Off the top of my head, I can’t remember what would cause that. Obviously, a long-running transaction, but that would be different, it wouldn’t show availability group in the list there.
Erik Darling: Stuff like running out of disk space on the replica – like if your transaction log is full over there and it can’t grow anymore to receive new transactions, it’ll be stuck. And then – I had another good one – like if stuff gets – it can’t clear out row versioning or – no, that was tempdb…
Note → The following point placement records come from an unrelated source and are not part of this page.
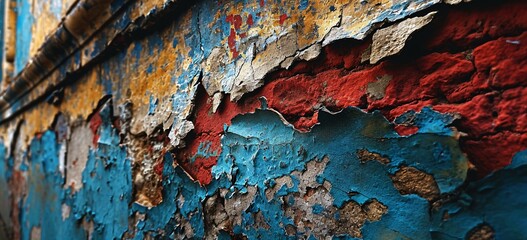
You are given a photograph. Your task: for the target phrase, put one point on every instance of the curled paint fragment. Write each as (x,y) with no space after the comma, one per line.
(391,40)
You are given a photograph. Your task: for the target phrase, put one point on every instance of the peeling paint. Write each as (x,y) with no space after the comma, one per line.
(374,120)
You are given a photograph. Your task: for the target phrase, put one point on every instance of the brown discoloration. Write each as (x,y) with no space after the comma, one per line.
(365,156)
(409,180)
(481,232)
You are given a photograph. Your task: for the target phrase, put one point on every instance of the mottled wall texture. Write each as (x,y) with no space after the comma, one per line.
(263,119)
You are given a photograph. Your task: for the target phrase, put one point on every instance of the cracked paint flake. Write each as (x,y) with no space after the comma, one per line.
(391,40)
(260,190)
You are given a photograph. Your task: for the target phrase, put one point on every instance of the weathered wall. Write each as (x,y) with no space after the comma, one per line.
(259,119)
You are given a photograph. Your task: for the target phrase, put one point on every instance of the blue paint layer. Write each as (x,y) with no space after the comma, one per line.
(497,201)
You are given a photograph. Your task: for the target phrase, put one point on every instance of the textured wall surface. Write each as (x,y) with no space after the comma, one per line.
(378,119)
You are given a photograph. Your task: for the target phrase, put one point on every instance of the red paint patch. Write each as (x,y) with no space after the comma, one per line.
(283,17)
(250,21)
(406,130)
(234,20)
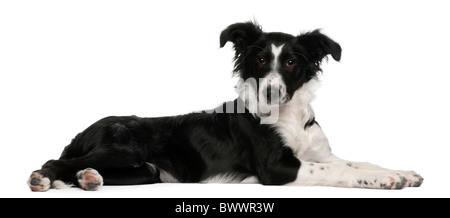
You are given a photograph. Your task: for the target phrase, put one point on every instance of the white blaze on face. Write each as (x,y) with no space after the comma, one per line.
(276,51)
(272,84)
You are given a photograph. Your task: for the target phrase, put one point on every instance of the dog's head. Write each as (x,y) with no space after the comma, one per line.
(277,63)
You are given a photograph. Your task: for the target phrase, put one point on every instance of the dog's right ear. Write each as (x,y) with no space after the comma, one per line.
(241,34)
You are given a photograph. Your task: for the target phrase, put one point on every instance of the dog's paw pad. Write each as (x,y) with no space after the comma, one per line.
(38,183)
(89,179)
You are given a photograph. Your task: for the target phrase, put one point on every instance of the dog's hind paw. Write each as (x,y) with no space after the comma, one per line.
(38,182)
(89,179)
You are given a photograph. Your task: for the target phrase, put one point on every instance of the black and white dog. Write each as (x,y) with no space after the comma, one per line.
(268,135)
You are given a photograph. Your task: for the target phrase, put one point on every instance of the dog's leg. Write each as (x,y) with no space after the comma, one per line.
(119,167)
(337,174)
(413,178)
Brent Ozer: I was thinking, if you added a file on an invalid drive letter, you know, where the secondary doesn’t have it, then the replication will stop working. I would also check and see, sometimes you think that things are healthy when you look at the availability group dashboard, but it’s not; because the availability group dashboard stops updating when you run into worker thread exhaustion. You might actually not be in sync over on the other side. If this is a Standard Edition AG, you’re not supposed to query the secondaries; you know, it’s not readable on the secondaries. If this is in Enterprise though, I would actually go in and look at the tables on the secondary, just to make sure the data’s actually up to date, because it may not be.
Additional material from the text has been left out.